Q1: Is margarine consumption correlated with divorce rate?
There is observed correlation between them as both of them tends to decrease starting from 2000 to 2009 where the difference between values along years were almost equal at 2001 and they started to increase with observed saturation from 2002 till 2007 before it returned to decrease again till 2009

Q2: Does consuming less margarine cause fewer people to get divorced in Maine? Why or why not?
It is obvious that low margin consuming results in fewer people to get divorced in Maine, but we aren’t sure if there are any external factors that may contribute in lowering divorce rate

5 Likes

The graph does show correlation between Margarine Consumption and Divorce Rate (in Maine for the years mentioned), so Q1 can be answered in the affirmative i.e. as a yes.

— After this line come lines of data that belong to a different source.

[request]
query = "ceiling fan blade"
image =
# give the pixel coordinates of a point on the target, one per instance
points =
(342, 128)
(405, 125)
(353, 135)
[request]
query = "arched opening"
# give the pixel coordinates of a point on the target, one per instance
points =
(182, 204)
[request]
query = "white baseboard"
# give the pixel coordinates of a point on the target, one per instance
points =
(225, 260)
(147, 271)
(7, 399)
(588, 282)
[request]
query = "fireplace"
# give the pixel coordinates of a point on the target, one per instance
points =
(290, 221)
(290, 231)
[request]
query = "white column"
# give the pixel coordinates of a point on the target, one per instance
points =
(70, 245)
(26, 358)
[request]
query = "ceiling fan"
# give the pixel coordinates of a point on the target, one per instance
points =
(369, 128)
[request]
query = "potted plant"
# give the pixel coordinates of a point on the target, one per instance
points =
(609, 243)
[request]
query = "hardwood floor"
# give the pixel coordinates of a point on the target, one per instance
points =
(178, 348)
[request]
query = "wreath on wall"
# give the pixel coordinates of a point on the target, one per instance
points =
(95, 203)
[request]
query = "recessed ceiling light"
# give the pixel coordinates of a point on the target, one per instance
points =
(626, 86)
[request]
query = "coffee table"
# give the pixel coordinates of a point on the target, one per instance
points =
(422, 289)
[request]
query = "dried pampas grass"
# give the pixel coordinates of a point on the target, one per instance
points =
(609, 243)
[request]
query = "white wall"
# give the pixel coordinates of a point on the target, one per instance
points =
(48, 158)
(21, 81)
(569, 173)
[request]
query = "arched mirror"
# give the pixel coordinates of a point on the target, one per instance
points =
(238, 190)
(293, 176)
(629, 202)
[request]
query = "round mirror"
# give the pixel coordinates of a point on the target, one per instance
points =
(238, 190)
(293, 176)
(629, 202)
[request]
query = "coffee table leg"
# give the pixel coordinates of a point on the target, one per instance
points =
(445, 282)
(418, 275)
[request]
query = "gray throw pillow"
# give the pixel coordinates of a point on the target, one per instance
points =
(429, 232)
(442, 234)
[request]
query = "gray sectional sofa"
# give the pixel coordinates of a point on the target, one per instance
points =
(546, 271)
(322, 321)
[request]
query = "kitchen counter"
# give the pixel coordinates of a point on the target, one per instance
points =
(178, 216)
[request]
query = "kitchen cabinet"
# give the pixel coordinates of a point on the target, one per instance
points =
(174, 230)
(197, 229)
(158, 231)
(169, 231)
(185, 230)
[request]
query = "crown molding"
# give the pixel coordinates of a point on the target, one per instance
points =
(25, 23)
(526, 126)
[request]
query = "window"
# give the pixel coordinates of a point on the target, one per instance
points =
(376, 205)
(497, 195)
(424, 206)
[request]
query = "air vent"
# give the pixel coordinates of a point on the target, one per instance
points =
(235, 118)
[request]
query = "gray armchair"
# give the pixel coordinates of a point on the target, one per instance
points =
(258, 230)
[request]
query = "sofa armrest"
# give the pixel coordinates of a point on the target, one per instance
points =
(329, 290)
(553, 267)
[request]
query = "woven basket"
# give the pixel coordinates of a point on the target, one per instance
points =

But I don’t think your answer to Q2 is correct. Correlation is not enough to establish causality. You have noticed a correlation, but that by itself is not sufficient to claim that lowering margarine consumption causes the divorce rate to be lowered. Similarly, we can’t claim that lowering the divorce rate causes margarine consumption to be lowered.

10 Likes

Ya you are right for question 2, I missed that

Correlation is not enough to establish causality

3 Likes

I don’t understand how to read this graph. I’ve never seen a graph where there is one variable on the left and also one on the right. Can someone explain? To me it seems we only look at the left side when dealing with the divorce rate and we only look at the right side when viewing the margarine consumed plot.

In this graph, the horizontal axis shows the year, so when you move from left to right you can think of it as time progressing (from 2000 to 2009). The vertical axis shows two different variables, which I think is the confusing part. This is because the two lines (for the two variables, margarine consumed and divorce rate), have two different units. The unit for divorce rate is divorces per 1000, and the variable for margarine consumed is lbs. So in a way, you’re right. If you want to see the actual value of margarine consumed, you’d look at the right side. And if you want to see the number of divorces, you look at the left.

However, to see the trend, you really just need to look at the lines, and how the values change from year to year. The two lines on the graph represent the actual values for the two different variables. The white line represents margarine consumed, and the yellow line represents the divorce rate in Maine, as shown in the legend. This graph is showing that the trends are very similar for the two variables (they are correlated). However, we can’t say just from this info whether there is a causal relationship (that one is directly influencing the other).

Hopefully this helps, happy to answer more questions!

4 Likes

Thank you!!! So, the reason we cannot tell if one causes the other is because there might be another variable or cause that is not displayed?

Or, it looks like married women buy more margarine!

2 Likes

Exactly! The only correlation that I can interpret is that the more married people are, the more margarine consumption is. Even so, I cannot affirm a causality to this variable alone, there would be a lack of more data to associate this fact. And by default, more divorce, less margarine consumption.